I just finished my first exam. I should be studying for my other three, but I don't want to. I'm tired and cranky and really weirded out by the weather.
I wasn't really going to go all public about it, but that athletic banquet at my school the other day which I may or may not have blogged about? Was also an awards ceremony. And yeah, I got an award - two of them, actually - plus, on top of that, my medals from Regionals (which I was
pretty bummed about - geesh, I should have given myself a little credit; I came into that thing limping, with two braces, and got scratched from my two favourite events ever and all I could think of doing was whining about how I hadn't made it to city finals? What kind of a dumbass am I, anyway? Don't answer that). And I didn't really want to talk about them; I still don't.
Here's why: It's been five months since I've been able to do any actual swimming. I got back in the pool two days ago and it was pretty nice, but I'm slow and my form sucks and it's hard and I'm all flubby and useless in the water. My five-k time's increased by nearly ten minutes - what used to be a 19:30 has turned into, well, something like a 27-29. It's not about the times, though - I've never been, nor am I going to be, first place at anything, which is just fine and well and cool. I got two MVP's for always showing up and trying hard - sports used to be just head games, but now I can't tell whether it's the wiring in my head or my arms that isn't working right...

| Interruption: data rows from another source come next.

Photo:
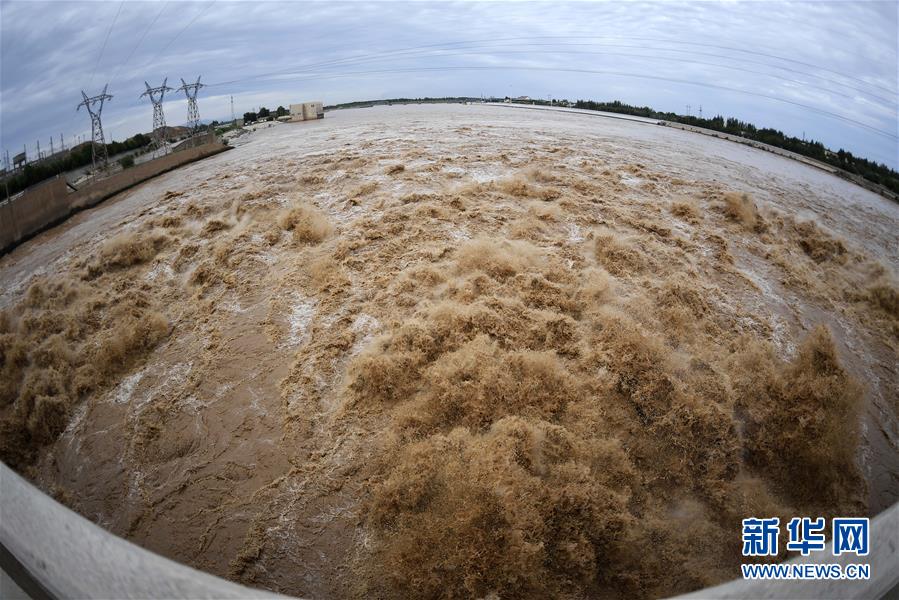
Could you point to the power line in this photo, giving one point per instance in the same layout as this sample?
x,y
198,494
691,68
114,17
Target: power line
x,y
602,72
600,37
103,47
156,95
139,42
430,49
177,35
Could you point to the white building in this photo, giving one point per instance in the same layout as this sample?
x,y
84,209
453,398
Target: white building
x,y
307,111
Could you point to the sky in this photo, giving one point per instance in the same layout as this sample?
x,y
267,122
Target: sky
x,y
823,70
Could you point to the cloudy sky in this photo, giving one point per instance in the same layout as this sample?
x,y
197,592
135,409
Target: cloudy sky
x,y
827,70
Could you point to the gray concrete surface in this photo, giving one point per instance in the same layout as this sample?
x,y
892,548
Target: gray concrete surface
x,y
73,558
49,203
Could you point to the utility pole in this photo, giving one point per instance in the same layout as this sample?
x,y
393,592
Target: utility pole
x,y
193,113
156,95
94,106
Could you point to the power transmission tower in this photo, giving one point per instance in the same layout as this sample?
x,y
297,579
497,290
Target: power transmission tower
x,y
94,106
193,113
156,95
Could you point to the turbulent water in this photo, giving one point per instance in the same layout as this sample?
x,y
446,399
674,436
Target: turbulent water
x,y
458,350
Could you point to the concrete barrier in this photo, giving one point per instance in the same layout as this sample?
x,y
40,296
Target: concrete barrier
x,y
49,203
51,552
41,205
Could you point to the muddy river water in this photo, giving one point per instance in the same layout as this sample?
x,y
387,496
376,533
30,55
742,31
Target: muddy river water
x,y
464,348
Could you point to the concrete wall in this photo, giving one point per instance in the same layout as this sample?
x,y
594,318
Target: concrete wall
x,y
49,203
39,206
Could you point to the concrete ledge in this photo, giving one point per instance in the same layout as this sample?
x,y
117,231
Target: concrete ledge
x,y
49,203
67,556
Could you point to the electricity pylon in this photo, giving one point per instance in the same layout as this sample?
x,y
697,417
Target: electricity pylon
x,y
193,113
94,106
156,95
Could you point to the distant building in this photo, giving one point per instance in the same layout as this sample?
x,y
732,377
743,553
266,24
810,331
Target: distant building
x,y
307,111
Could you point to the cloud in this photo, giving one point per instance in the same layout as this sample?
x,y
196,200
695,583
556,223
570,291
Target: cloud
x,y
834,57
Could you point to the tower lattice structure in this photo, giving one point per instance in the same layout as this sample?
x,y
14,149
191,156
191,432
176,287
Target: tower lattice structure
x,y
156,95
94,106
193,113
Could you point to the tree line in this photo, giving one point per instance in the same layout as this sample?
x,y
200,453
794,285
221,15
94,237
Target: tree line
x,y
877,173
77,157
262,113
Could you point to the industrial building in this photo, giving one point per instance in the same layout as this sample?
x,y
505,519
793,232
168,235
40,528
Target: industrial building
x,y
307,111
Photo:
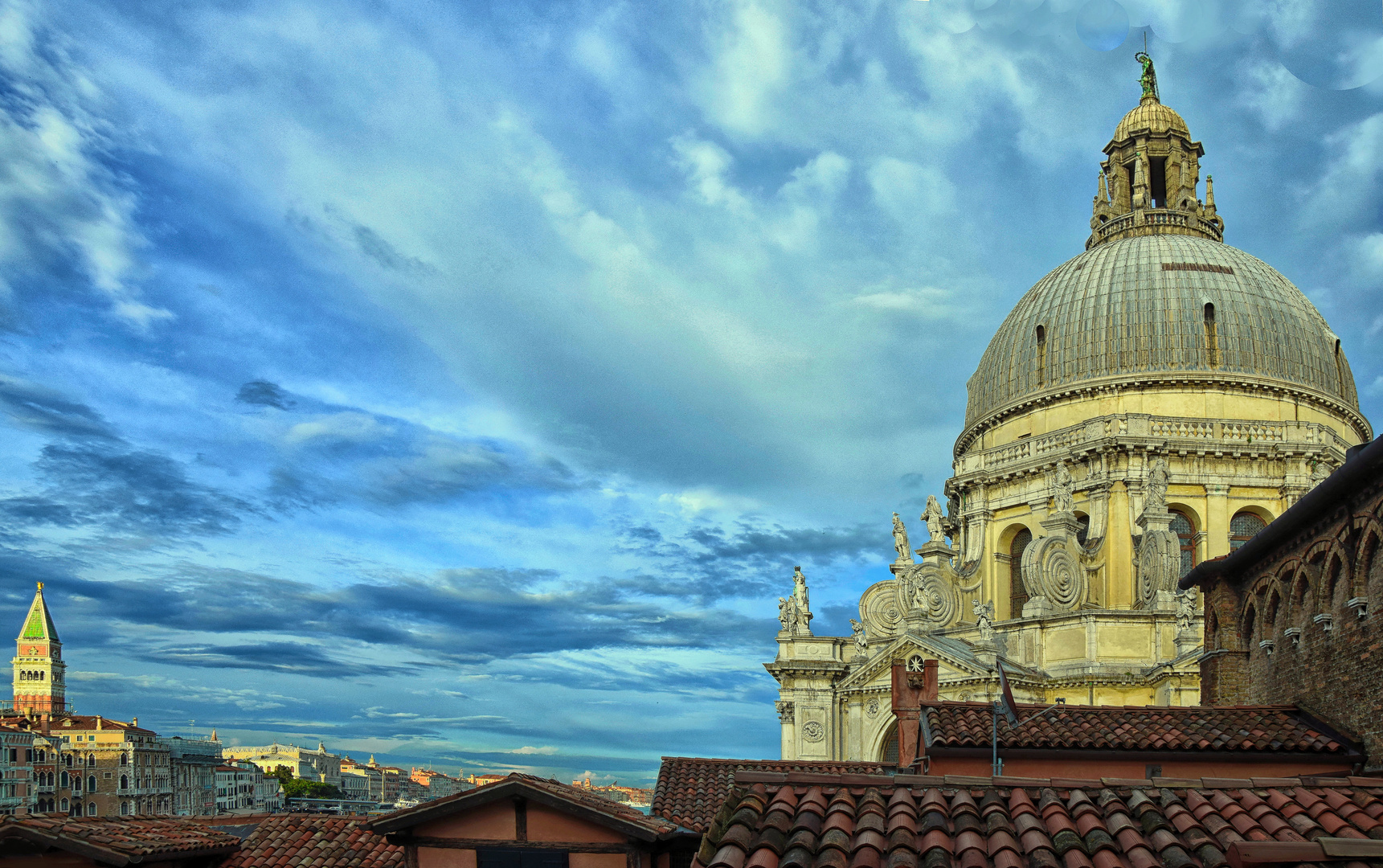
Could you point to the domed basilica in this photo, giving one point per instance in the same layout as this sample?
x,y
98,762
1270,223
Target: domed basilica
x,y
1150,404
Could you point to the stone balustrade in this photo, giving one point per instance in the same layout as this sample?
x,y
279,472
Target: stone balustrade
x,y
1198,434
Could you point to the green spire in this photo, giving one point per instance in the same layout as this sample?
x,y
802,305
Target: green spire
x,y
39,624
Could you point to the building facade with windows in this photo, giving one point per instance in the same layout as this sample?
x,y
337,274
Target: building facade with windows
x,y
1150,404
305,764
193,764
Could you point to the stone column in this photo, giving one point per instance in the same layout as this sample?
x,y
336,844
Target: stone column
x,y
1217,520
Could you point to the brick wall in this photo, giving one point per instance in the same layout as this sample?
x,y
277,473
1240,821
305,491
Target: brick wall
x,y
1311,585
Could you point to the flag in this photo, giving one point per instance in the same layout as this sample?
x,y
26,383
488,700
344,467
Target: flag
x,y
1006,702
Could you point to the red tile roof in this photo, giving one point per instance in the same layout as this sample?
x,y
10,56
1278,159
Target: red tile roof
x,y
554,791
1009,823
690,789
118,842
302,841
1277,729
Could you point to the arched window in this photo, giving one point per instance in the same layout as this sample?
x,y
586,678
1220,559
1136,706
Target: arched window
x,y
1017,593
1187,537
1242,528
1212,338
891,748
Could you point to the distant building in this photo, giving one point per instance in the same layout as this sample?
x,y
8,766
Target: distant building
x,y
372,776
629,795
303,762
435,784
193,768
243,788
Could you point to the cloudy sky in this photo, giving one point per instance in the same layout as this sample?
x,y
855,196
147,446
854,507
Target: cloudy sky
x,y
460,382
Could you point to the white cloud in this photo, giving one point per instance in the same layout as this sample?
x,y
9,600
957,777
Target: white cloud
x,y
57,195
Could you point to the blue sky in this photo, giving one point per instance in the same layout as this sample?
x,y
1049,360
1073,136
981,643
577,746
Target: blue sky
x,y
460,383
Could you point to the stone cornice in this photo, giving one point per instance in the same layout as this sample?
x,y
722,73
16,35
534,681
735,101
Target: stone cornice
x,y
1162,380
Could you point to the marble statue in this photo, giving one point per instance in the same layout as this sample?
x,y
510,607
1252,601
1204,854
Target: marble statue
x,y
905,552
1185,611
1320,470
857,633
1061,499
1156,497
984,618
934,518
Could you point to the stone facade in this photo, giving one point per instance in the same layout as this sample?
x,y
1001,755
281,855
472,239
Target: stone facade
x,y
1292,621
1147,405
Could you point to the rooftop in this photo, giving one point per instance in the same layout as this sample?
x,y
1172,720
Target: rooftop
x,y
690,789
916,821
1275,729
316,841
119,842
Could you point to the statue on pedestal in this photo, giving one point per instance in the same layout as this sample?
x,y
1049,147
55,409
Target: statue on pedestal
x,y
1156,499
984,618
1061,497
905,552
861,641
934,518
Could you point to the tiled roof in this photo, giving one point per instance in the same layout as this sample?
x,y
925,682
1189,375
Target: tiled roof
x,y
653,827
1013,823
1135,727
121,841
314,841
690,789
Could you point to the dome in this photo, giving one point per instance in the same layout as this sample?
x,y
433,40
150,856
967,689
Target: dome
x,y
1151,115
1129,310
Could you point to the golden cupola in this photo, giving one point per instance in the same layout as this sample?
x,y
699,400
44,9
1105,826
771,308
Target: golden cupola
x,y
1150,177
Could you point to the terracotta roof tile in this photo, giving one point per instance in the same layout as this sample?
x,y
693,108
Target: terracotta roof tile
x,y
128,837
312,841
1053,825
1279,729
690,791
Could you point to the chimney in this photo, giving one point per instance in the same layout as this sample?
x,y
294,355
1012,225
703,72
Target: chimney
x,y
931,687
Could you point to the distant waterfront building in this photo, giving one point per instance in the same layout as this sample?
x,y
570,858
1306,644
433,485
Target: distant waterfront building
x,y
193,768
39,672
435,784
1150,404
305,764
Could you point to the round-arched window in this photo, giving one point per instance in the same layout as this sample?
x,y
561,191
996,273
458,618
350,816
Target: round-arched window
x,y
1187,537
1017,593
1242,528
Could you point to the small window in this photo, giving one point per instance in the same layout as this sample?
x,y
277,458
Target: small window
x,y
1242,528
1212,338
1187,535
1017,593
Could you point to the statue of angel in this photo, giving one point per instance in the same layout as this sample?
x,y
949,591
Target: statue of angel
x,y
934,518
984,618
905,552
857,632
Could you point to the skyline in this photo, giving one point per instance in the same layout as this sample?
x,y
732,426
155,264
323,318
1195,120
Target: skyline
x,y
466,383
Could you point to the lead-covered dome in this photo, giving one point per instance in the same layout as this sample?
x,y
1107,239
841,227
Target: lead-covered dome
x,y
1160,309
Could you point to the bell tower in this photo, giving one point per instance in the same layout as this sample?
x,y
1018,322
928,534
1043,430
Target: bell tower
x,y
39,683
1150,177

Ack, this is even whinier.
Let me explain:
When you swim a lot, on a team, competitively, you work on form. A lot. It's safe to say that 90% of our swimming consisted of form or pacing drills. And when you do that a lot you start to swim more efficiently. Your hands don't pull straight back; they move in an S to grip the water, which becomes almost solid when you do that so it's almost like you're climbing up the bottom of the pool; your hip is supposed to drop down with that arm and rotate so that you look like you're wobbling, but what's really happening is that you're reducing the amount of water dragging on you to this slipstream that forms; watching Olympic swimmers, you can observe a bow wave forming that they kind of cruise behind. High elbows, don't let your hips snake, etcetera etcetera etcetera. People who are smarter and more athletic than I have written reams on the topic of drag reduction and freestyle technique. And this is freestyle, not butterfly. This is the first thing you get taught.
So I've lost my feel for the water. I'm just flailing. I still go pretty fast but there's no grace to it; I can't quite get my grip around it like I used to. And I'm frustrated and annoyed and I don't feel like I deserve these two ridiculously nice plaques and kind of ugly medals because that was a different person who got them. It doesn't really feel real any more. It all happened to someone else, a very long time ago, and the only reason I know that it really did happen is because I miss everything about just being there, at six forty-five AM, trying to fit a swim cap over hair still plastered down with snow and not being able to do it because I was laughing so hard - and I guess you can't miss something if it wasn't really there to begin with.
I'm bad with people, especially people my age, unless there's something between them and me. Like a computer screen, or that nasty fucker of a hill at Centennial, or hundred-meter repeats of rabbits and... oh, fuck, I don't know. A bunch of the seniors are graduating this year, too, all really cool, really nice people who I never would have got to talk to otherwise, who I can't talk to outside the pool, and who I'm never going to see again, and I hate this, I hate this, I hate this so much. I want to get a time machine, grab this stupid shit, give it to me-of-five-months-ago and then punch myself for not realizing how good I had it and still - and
still - complaining. I sure as hell don't feel like I deserve all the awards and shit now. They're not really mine.
Okay. Now that's off my chest.
Other than that, things have been alright. I sound more upset here than I actually am; mostly, I'm just nervous over exams and kind of tired, and the bio exam went over really well although I should have probably not drawn a polka-dotted squid on the cover page and neither teacher nor textbook had any clue what a mesosome was, but everything else was fine. I'm more worried over physics and chem, really.
And my EeePC exploded the other day. I plugged it into one of our (still not properly installed) sockets and there was some sort of short-circuit.. odd, because I'd plugged it into that outlet several times before and it was fine, but now it's broken. It rained on my camera the other day, too. I made my first video for a physics project, and my mother and I planted five trees, three of which had rootballs with a diameter the size of my entire torso and weighed more than the two of us combined.